Organisation hiérarchique des couches réseau : Modèle structurant la communication réseau en plusieurs couches, chacune ayant des responsabilités spécifiques, permettant une gestion modulaire et une interopérabilité entre différents systèmes.
Rôle spécifique de chaque couche : Chaque couche du modèle a une fonction précise dans la transmission des données, par exemple, acheminer, contrôler, ou gérer l’accès au support, afin d’assurer une communication fiable et efficace.
Interaction entre couches pour la transmission de données : Les couches communiquent entre elles en échangeant des informations, en encapsulant ou décapsulant les données, pour assurer la cohérence et la bon fonctionnement du processus de transmission.
L’organisation hiérarchique des couches réseau permet de structurer la transmission de données en responsabilités distinctes, facilitant la compatibilité, la fiabilité, et la gestion efficace du support de communication.
Protocole Ethernet LAN : norme de communication pour réseaux locaux qui réalise les fonctions de la couche physique et de la couche liaison de données du modèle OSI, selon la norme internationale ISO/IEC/IEEE 802.3.

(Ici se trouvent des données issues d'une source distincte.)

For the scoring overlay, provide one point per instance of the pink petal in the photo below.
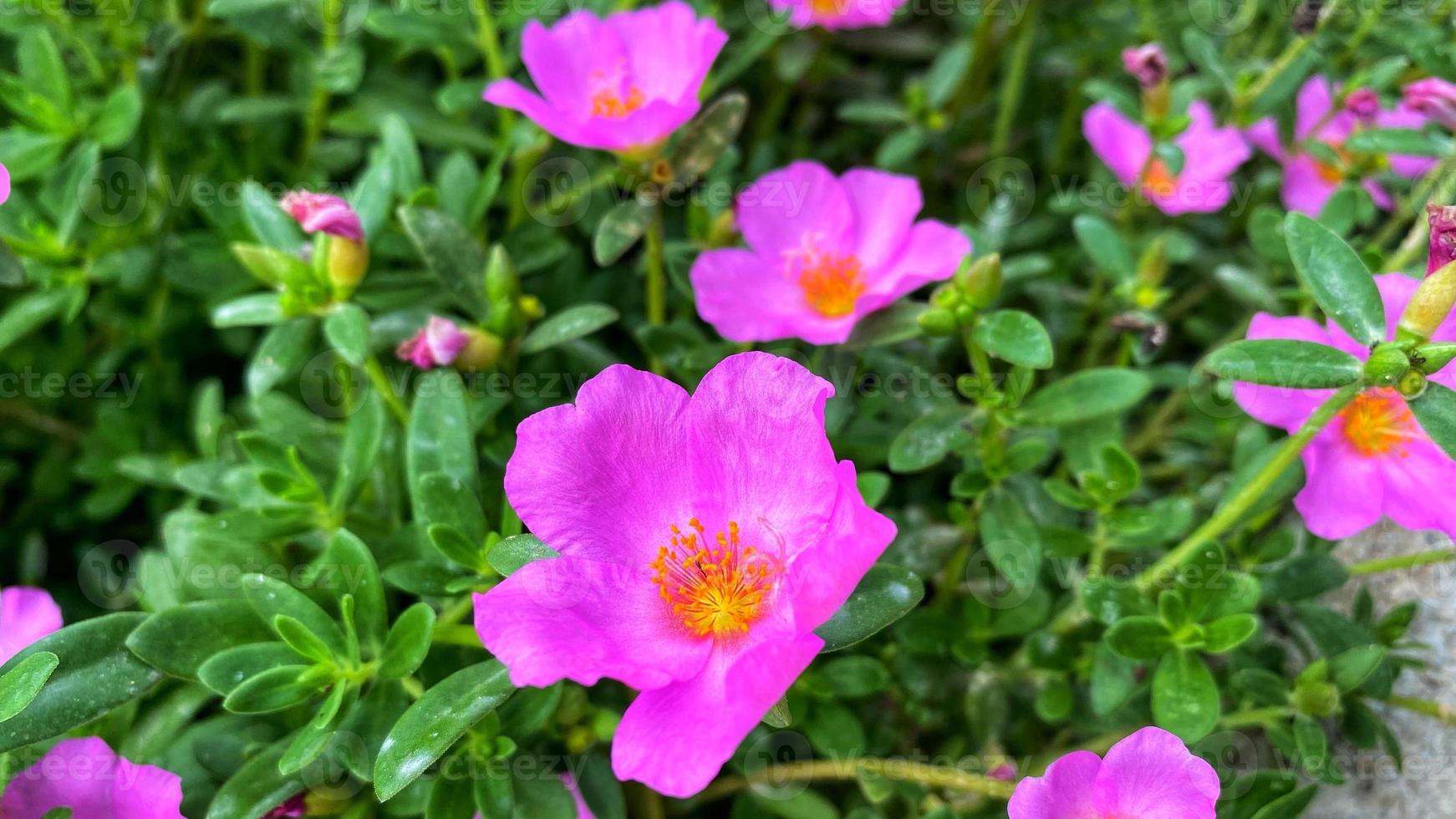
(581, 620)
(1120, 143)
(675, 740)
(27, 614)
(1065, 791)
(886, 206)
(787, 207)
(1152, 776)
(827, 573)
(606, 476)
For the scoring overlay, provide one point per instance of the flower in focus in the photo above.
(1148, 64)
(622, 84)
(1434, 99)
(1373, 460)
(1309, 181)
(1210, 155)
(437, 343)
(95, 783)
(25, 616)
(1151, 774)
(823, 252)
(702, 540)
(839, 13)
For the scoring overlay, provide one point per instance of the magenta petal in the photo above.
(581, 620)
(1065, 791)
(801, 201)
(88, 777)
(27, 614)
(1118, 141)
(675, 740)
(886, 206)
(606, 476)
(759, 453)
(824, 575)
(1152, 776)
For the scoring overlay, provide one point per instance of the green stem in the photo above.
(1251, 492)
(1403, 562)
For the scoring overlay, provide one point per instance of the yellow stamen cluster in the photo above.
(716, 588)
(1377, 422)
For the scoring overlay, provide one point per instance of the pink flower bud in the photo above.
(1146, 63)
(1434, 98)
(437, 343)
(321, 213)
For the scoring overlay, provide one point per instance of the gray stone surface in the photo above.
(1428, 789)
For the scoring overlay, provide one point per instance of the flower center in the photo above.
(830, 281)
(716, 587)
(1377, 420)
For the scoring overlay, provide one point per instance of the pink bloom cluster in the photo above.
(1210, 156)
(1373, 460)
(702, 540)
(1149, 776)
(823, 252)
(95, 783)
(622, 84)
(1308, 181)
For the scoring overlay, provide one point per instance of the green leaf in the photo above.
(433, 723)
(1337, 278)
(178, 640)
(1285, 363)
(886, 594)
(1014, 336)
(451, 253)
(1436, 410)
(1083, 396)
(23, 684)
(96, 674)
(1185, 699)
(408, 642)
(1011, 538)
(347, 329)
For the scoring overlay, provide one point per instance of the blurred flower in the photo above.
(1308, 181)
(95, 783)
(437, 343)
(839, 13)
(1210, 155)
(1433, 98)
(25, 616)
(1148, 774)
(1443, 236)
(322, 213)
(1146, 63)
(622, 84)
(702, 540)
(1373, 460)
(823, 252)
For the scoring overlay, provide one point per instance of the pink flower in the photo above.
(1210, 155)
(25, 616)
(822, 253)
(1148, 64)
(1149, 774)
(1308, 181)
(321, 213)
(702, 540)
(1434, 99)
(1373, 460)
(88, 777)
(839, 13)
(437, 343)
(619, 84)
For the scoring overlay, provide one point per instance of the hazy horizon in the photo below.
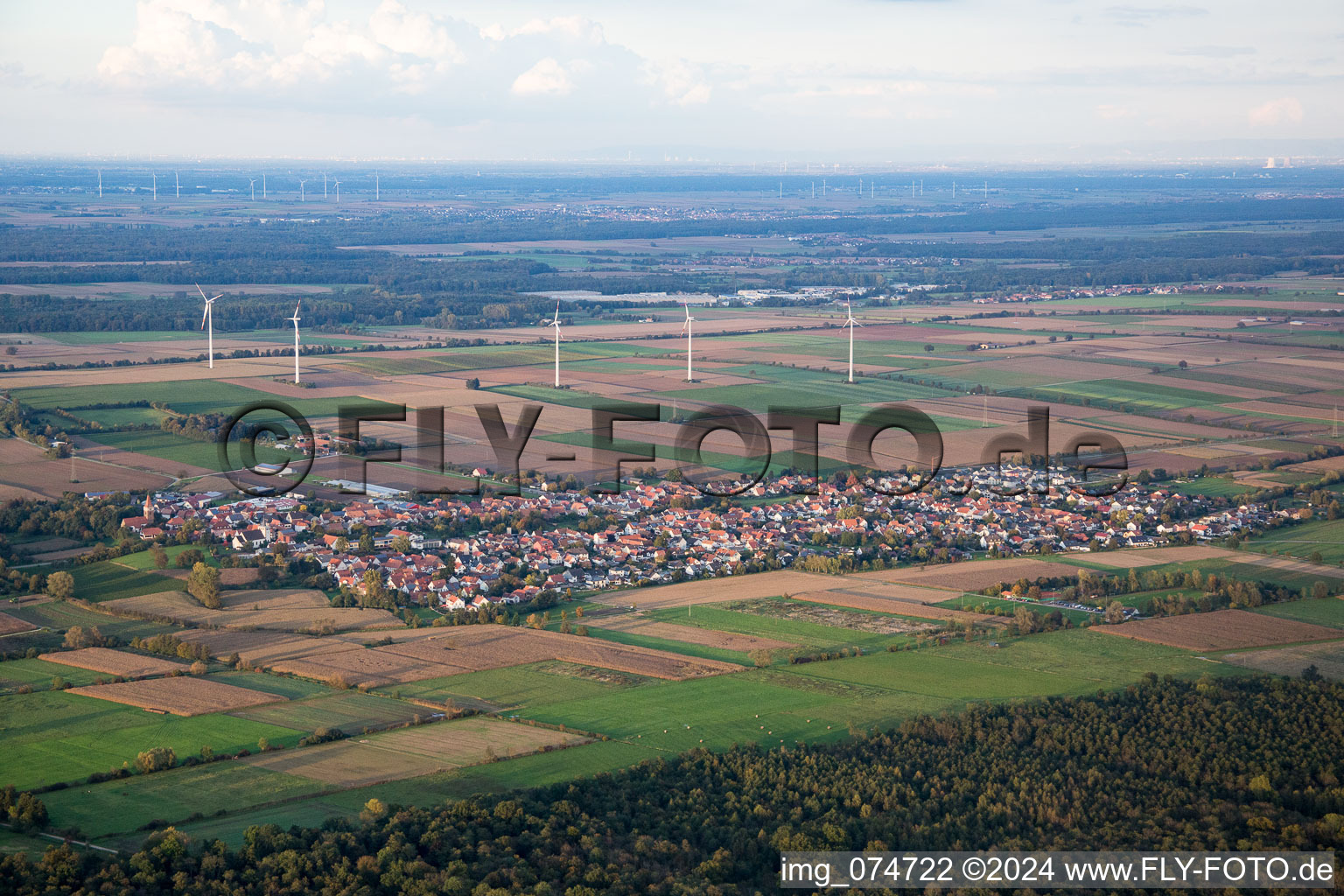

Fonctionnement de la norme IEEE 802.3 : ensemble de règles définissant la transmission de données sur un réseau Ethernet, notamment le protocole d’accès au support CSMA/CD, la structure des trames, la gestion des collisions, et les standards de vitesse et topologies.
Caractéristiques principales d'Ethernet :
Ethernet, norme de communication pour réseaux locaux, utilise le protocole IEEE 802.3 avec une structure de trame spécifique, un mécanisme d’accès CSMA/CD, et a connu plusieurs évolutions pour augmenter la vitesse et la fiabilité des transmissions.
L'évolution d'Ethernet, de 10 Mbps à 10 Gbps, a permis une amélioration continue de la performance réseau, rendant Ethernet adaptable aux besoins croissants en débit et en gestion de réseaux locaux modernes.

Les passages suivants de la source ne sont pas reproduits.